On December 7th, 1941, Pearl Harbor gave America and the rest of the world a wake-up call. Until then, many Americans dismissed the Japanese soldiers and airmen as being little more than the caricatures found in the newspapers of the day: they were small, with buck teeth and thick glasses because they had bad eyesight. They couldn't fly airplanes or fight, unless it was against other Asians who were even worse at it, like the Chinese.
The British pretty much shared this opinion, and it cost them dearly on this day in 1941. For as the Japanese were sneak-attacking Pearl Harbor, others had done the same thing at the British base at Singapore, albeit with far less damage caused. The next day, the British Navy detected a Japanese landing force enroute to Malaya, north of Singapore. They quickly sent out a task force comprised of the Battleship HMS Prince of Wales and the cruiser HMS Repulse.

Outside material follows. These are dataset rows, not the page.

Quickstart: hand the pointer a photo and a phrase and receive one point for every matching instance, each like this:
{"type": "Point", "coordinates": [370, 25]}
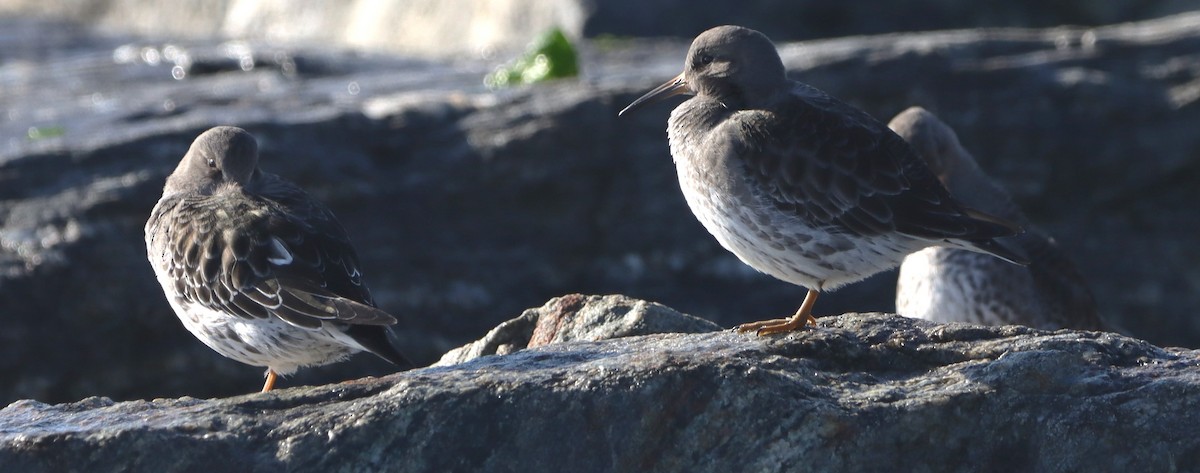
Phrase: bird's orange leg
{"type": "Point", "coordinates": [803, 317]}
{"type": "Point", "coordinates": [270, 379]}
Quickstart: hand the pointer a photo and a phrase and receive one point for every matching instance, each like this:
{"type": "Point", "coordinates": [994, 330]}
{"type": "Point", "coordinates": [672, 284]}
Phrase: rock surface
{"type": "Point", "coordinates": [579, 317]}
{"type": "Point", "coordinates": [469, 205]}
{"type": "Point", "coordinates": [858, 393]}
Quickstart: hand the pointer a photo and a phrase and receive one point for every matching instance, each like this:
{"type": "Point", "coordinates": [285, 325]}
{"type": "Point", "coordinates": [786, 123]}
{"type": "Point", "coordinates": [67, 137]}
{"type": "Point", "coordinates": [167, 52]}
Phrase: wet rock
{"type": "Point", "coordinates": [858, 393]}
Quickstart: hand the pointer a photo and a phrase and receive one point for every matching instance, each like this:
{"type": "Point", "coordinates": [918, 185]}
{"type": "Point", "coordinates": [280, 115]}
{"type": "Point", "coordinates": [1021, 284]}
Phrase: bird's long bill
{"type": "Point", "coordinates": [675, 87]}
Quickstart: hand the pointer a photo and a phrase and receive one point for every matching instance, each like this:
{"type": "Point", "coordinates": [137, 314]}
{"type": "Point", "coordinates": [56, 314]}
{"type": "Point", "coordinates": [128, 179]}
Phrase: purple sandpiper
{"type": "Point", "coordinates": [951, 285]}
{"type": "Point", "coordinates": [797, 184]}
{"type": "Point", "coordinates": [256, 268]}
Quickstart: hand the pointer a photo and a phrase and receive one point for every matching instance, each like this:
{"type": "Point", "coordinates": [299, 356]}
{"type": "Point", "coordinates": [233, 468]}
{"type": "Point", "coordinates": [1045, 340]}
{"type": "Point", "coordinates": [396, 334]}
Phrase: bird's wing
{"type": "Point", "coordinates": [833, 166]}
{"type": "Point", "coordinates": [259, 258]}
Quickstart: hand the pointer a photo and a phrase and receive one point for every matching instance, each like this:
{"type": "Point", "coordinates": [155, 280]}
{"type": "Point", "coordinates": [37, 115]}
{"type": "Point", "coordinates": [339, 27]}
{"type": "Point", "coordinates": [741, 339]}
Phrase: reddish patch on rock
{"type": "Point", "coordinates": [565, 307]}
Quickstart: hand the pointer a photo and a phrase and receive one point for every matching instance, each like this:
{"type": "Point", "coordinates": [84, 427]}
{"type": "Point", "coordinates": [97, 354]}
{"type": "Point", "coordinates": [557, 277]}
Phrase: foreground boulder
{"type": "Point", "coordinates": [862, 391]}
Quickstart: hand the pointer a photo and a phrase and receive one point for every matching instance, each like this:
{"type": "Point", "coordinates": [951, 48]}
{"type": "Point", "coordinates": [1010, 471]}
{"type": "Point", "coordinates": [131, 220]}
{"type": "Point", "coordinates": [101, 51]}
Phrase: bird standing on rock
{"type": "Point", "coordinates": [256, 268]}
{"type": "Point", "coordinates": [952, 285]}
{"type": "Point", "coordinates": [797, 184]}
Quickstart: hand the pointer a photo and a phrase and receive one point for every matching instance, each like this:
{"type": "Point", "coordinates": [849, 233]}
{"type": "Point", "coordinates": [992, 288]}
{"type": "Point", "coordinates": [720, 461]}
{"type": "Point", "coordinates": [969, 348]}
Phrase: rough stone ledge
{"type": "Point", "coordinates": [862, 391]}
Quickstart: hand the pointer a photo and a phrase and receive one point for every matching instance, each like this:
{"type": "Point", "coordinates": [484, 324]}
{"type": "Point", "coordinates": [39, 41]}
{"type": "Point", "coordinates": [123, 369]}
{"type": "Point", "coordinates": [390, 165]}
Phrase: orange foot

The Repulse was a Word War One vet, showing her age but still quite capable. The Prince of Wales, however, was virtually new, a state-of-the-art battleship. It was thought that these two warships and their four supporting destroyers would be more than a match for anything that the Japanese might try, so off they went to stop the Japanese landing fleet.
Ideally, the British would have had an aircraft carrier in that task force as well, however HMS Indomitable, while enroute to Singapore, ran aground at Kingston, Jamaica, and had to put into the shipyard at Norfolk, VA for repairs. As a result, she wasn't there when war broke out in the Pacific and the Brits decided to go it without air cover, having apparently learned nothing from the destruction of the German Battleship Bismark, fatally damaged by British carrier-based torpedo biplanes in May of 1941.
Heck, this time the Brits were just going up against the Japanese, right? What could they possibly do?
On December 10th, 1941, HMS Prince of Wales and HMS Repulse were attacked by Japanese torpedo planes and bombers and in less than an hour and a half, both warships--the backbone of the British Naval presence in Asia--were on the ocean floor along with 840 crewmen. Hubris has cost the British dearly that day.
Sir Winston Churchill stated in his memoirs later that never during the course of the war had he received so strong a shock as when he got the phone call telling him that the ships and most of their crews were gone. No one had thought such a thing possible, especially coming from the Japanese.
Sadly for the Allies, the Japanese were just getting started. It was about to get a lot worse.
Wake. Guam. Singapore. Bataan. Corregidor. The Dutch East Indies. Australia...the price of underestimating the Japanese and dismissing them as "unfit to fight" was going to be a high one indeed, and tens of thousands of American, British, Dutch and Australian men were going to pay it with their blood in the coming weeks.